About 1,100 members SummaCare affected in data breach
Canton Repository (OH)
Health insurance provider SummaCare is notifying about 1,100 of its members that their information may have been involved in a data security breach.
The Akron-based insurer, which is owned by Summa Health, said it recently investigated and addressed a data security incident involving about 2% of its 61,000 members.
The insurer said it does not believe there was any misuse of information but suggests affected members look at their statements and contact SummaCare if there are any treatments not received.

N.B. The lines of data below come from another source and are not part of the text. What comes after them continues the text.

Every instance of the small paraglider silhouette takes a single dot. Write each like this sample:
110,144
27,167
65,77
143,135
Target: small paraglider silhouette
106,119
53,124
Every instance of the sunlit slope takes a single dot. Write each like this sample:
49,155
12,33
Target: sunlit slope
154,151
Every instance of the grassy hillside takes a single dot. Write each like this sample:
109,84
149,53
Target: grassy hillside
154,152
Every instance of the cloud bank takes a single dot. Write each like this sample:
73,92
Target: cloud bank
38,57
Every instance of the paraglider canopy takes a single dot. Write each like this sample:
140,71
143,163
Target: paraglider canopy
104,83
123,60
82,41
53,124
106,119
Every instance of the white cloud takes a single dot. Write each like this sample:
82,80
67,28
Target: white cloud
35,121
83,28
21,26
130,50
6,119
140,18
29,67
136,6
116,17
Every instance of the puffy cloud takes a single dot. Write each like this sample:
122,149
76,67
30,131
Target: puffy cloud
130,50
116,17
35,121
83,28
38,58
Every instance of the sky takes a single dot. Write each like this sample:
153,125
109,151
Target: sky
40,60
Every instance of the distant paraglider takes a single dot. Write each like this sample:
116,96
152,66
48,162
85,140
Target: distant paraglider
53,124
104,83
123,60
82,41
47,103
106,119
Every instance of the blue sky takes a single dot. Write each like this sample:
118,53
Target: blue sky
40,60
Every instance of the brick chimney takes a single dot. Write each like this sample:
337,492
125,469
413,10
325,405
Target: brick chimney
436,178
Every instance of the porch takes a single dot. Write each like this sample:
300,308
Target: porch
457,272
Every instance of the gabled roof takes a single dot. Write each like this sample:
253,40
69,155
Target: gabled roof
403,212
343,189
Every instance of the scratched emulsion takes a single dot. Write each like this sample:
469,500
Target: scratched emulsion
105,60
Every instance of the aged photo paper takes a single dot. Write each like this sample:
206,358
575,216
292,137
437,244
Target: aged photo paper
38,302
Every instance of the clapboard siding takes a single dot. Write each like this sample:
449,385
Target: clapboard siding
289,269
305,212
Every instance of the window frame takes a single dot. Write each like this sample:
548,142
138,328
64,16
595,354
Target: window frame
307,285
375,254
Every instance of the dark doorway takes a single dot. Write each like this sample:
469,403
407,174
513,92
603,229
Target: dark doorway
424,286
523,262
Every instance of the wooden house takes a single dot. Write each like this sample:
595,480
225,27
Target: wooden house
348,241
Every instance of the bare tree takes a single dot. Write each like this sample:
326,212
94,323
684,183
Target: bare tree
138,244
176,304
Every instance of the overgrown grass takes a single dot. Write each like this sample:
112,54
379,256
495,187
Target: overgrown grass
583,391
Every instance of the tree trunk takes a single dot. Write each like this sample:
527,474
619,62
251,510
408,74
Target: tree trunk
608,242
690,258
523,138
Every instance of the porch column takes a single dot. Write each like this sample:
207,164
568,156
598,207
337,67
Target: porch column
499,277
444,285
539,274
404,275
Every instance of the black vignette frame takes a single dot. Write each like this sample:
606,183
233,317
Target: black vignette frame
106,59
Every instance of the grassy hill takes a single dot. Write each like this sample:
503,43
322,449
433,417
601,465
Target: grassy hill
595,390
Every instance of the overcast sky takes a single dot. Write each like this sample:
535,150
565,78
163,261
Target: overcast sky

SummaCare said it became aware Feb. 8 of a misconfiguration in one of its computer systems, which allowed certain documents to be accessible via the internet between Nov. 19 and Feb. 7. The documents contained some members' names, health insurance ID numbers, patient account numbers, dates of service, provider names and limited treatment information
"SummaCare took prompt action to remove documents and reconfigured the settings on the involved computer system," the insurer said in a statement. "It also began a comprehensive investigation into the incident with the assistance of a third-party forensic firm."
SummaCare mailed letters to impacted plan members and set up a toll-free number for customers with questions.
If you believe you are affected but do not receive a letter by April 30, call 855-482-1575, Monday through Friday between 9 a.m. to 6:30 p.m.
"SummaCare deeply regrets any inconvenience or concern this incident may cause its members," the insurer said in its statement. "To help prevent something like this from happening again, SummaCare has enhanced its authentication protocols and is continuing to improve its existing technical safeguards to further protect its systems."